Memilih ukuran mata gerinda sering dianggap sepele. Padahal, salah ukuran bisa bikin hasil potongan nggak rapi, kerja jadi lebih berat, bahkan berisiko ke keselamatan.

Banyak pengguna cuma fokus ke “4 inch atau 7 inch”, tanpa benar-benar paham kenapa ukuran itu dibuat berbeda dan apa dampaknya ke pekerjaan.
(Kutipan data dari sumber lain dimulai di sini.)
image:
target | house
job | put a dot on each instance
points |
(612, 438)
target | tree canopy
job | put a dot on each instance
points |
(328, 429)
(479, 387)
Di artikel ini, kita bakal bahas ukuran mata gerinda secara lengkap mulai dari diameter, ketebalan, sampai hubungannya dengan jenis mesin dan material.

Apa yang Dimaksud Ukuran Mata Gerinda?

Secara sederhana, ukuran mata gerinda adalah spesifikasi fisik dari mata gerinda yang menentukan bisa atau tidaknya mata tersebut dipasang dan bekerja optimal di mesin tertentu.

Ukuran ini biasanya mencakup tiga hal utama:

1. Diameter mata gerinda

Ini adalah ukuran lingkar luar mata gerinda (misalnya 4 inch, 7 inch, 9 inch).

Diameter menentukan kedalaman potong dan cakupan kerja.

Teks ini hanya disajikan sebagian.